Ally Financial (ALLY - Free Report) has closed the deal to acquire Health Credit Services LLC, a point-of-sale payment provider. The transaction, announced in July, will help the company further enhance its product offerings.
Health Credit Services, based in Charlotte, NC, has roughly 85 employees. It is now an indirect subsidiary of Ally Bank. Notably, the existing management team of the firm will continue to lead operations.

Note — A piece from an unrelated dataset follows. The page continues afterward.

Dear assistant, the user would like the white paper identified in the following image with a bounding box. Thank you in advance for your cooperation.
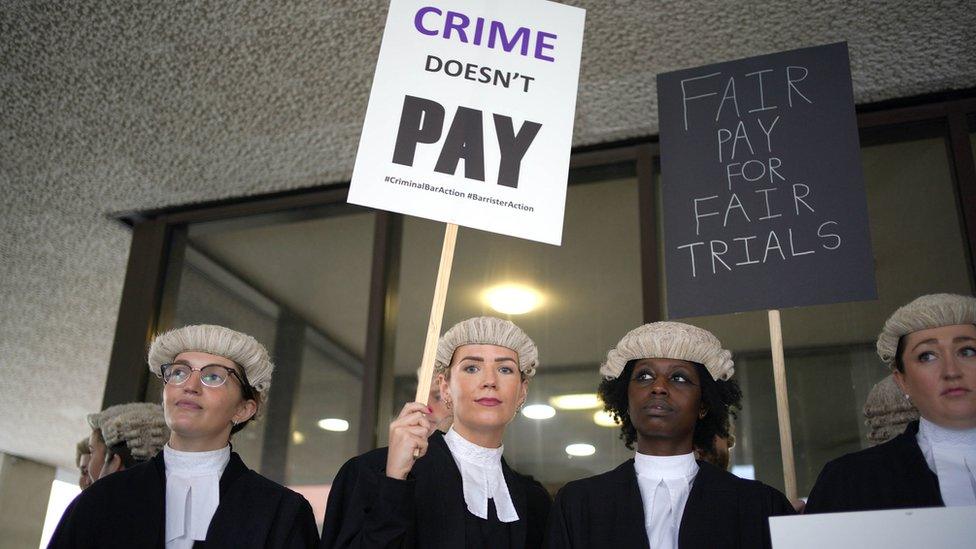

Diane Morais, Ally Bank's president of consumer and commercial banking products stated, "The addition of health care services financing aligns well with Ally's strategy to expand our digital product offerings. In addition to being a leader in the healthcare financing segment, HCS has a customer-centric philosophy that makes it a natural fit with Ally. The powerful combination of the HCS expertise in point-of-sale financing and the fact that the technology, cultures and customer-focused mindsets at our respective companies are in alignment, provides a strong foundation for future expansion in the segment."
Ally Financial has been undertaking efforts to diversify operations. As part of this strategy, the company has forayed into the mortgage business, which is expected to aid earnings growth. It is also making efforts to enhance its digital offerings and introduce new products to further boost profitability.
Further, Ally Financial’s wealth management and online brokerage initiatives related to the credit card offerings are impressive. Also, the acquisition of TradeKing (in 2016) continues to support the company in improving its product offering and digitizing financial operations.
Similar to Ally Financial, several financial firms are undertaking measures to improve revenue mix and diversify footprint. In the recent past, financial institutions including LPL Financial Holdings Inc. (LPLA - Free Report) , Stifel Financial (SF - Free Report) and Valley National Bancorp (VLY - Free Report) have announced/closed buyouts that are expected to further support their financials.